You have just read my analysis and proposals for how to give Thoroughbred racing the fighting chance it does not have today. These are not big changes, but they will have big results.
 
We need racing secretaries to move from writing bad races to attract horses, to once again being valued for their ability to put together competitive races that make money for racehorse owners/trainers/jockeys and track operators. They need to be thinking about horseplayers and fans.
 
That's how you change the direction of the sport and protect Uncle Mo and all those who will follow him. Once we move in that direction, the other “big Mo” will shift toward Thoroughbred racing.
 
How do we make these changes? One way is to get racehorse owners, like Mike Repole, who understand the value of building and protecting brands in a room and put this analysis and others on the table. That's when you define the “Goal Line.” Then figuring out how to get there will be easy.
 
Broad concepts in racing's mix of product, price, distribution and communications will determine how change can be implemented. Once a new wagering platform is in place, new ideas and methods can be tested and perfected at individual tracks, then rolled out nationwide.   
 
The business methods in use today are artificial and upside down, so many of the inherent problems that plague racing now, will go away when we move to new, real world methods.
 
Summary
The ability of a racehorse owner to develop, protect and promote the individual brand name of their horses is severely compromised by the current methods in the sport.
 
In a fast changing world of technology and social media, Thoroughbred racing allows the foundation of brand management, commercial rights, to be taken hostage by track operators, who have squandered and given away those rights for little value. The owner of Uncle Mo has no rights to his races.
 
The compensation and distribution systems in racing are completely upside down. The owners of the horses putting on the show receive no direct benefit for the revenue their talent is generating.
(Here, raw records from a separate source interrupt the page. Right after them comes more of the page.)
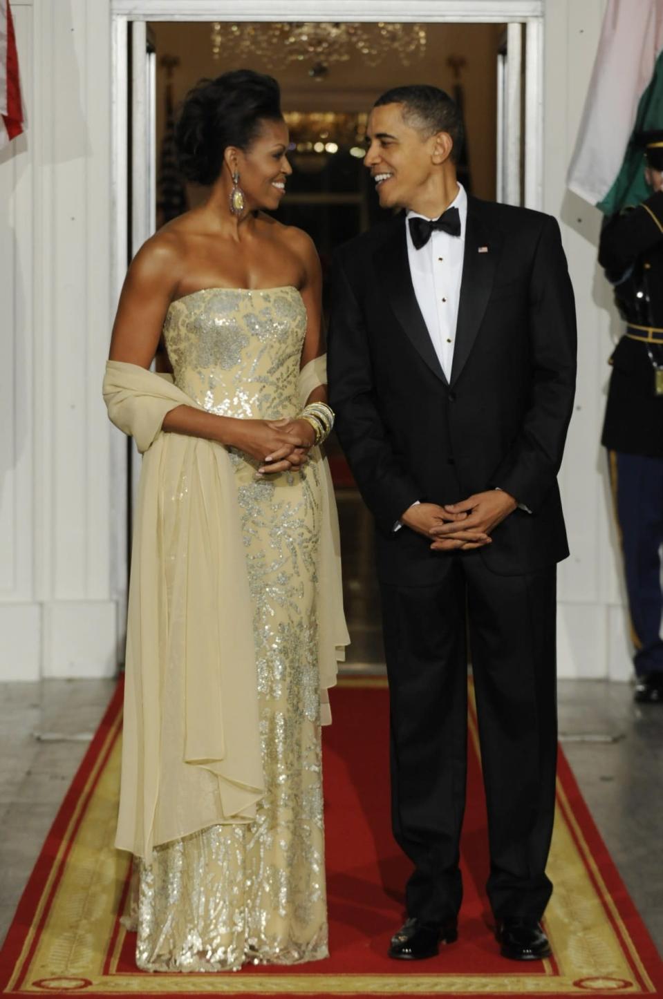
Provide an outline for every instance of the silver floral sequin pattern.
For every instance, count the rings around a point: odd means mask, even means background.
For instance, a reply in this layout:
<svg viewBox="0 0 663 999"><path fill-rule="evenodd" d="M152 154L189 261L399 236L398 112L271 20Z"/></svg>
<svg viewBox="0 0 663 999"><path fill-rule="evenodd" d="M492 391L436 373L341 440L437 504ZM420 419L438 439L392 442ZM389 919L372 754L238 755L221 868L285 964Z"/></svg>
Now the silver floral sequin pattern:
<svg viewBox="0 0 663 999"><path fill-rule="evenodd" d="M212 413L299 410L306 310L295 288L208 289L173 303L164 338L177 386ZM267 793L250 824L157 847L141 865L137 962L236 970L327 956L317 663L319 470L256 478L231 454L254 610ZM173 496L173 503L178 497Z"/></svg>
Our welfare system has not only failed, it has corrupted the very foundation of who has the best horse.
 
Our sport has exhausted every possible advantage of monopoly and is now declining because we continue to do what has always been done and ignore the basics of operating like a modern sport.
 
We have great opportunity to link current and new customers to the talent in our sport and reach the full potential of legal wagering through technology with increasing capabilities. At the same time, we can start to develop and enjoy fan growth and revenue streams available to all other modern sports.
 
Racehorse owners need to understand the enormous potential of controlling their individual rights to their brands, the talent in the sport, and how those rights can be used collectively to benefit Thoroughbred racing. The owners of the talent in every other sport reached this conclusion years ago and got ahead of us.
 
Exploring new ways to package and present racing based upon giving our present and new customers what they want, instead of what the industry wants to give them, is the answer to success in our sport.
 
The best way to protect a brand is to make it economically viable.
 
The best way to protect Thoroughbred racing is to embrace real world business methods to make the sport economically viable. Then it can take care of itself.
 
The first step is a new, national tote/wagering system. Every other step depends on taking the firststep.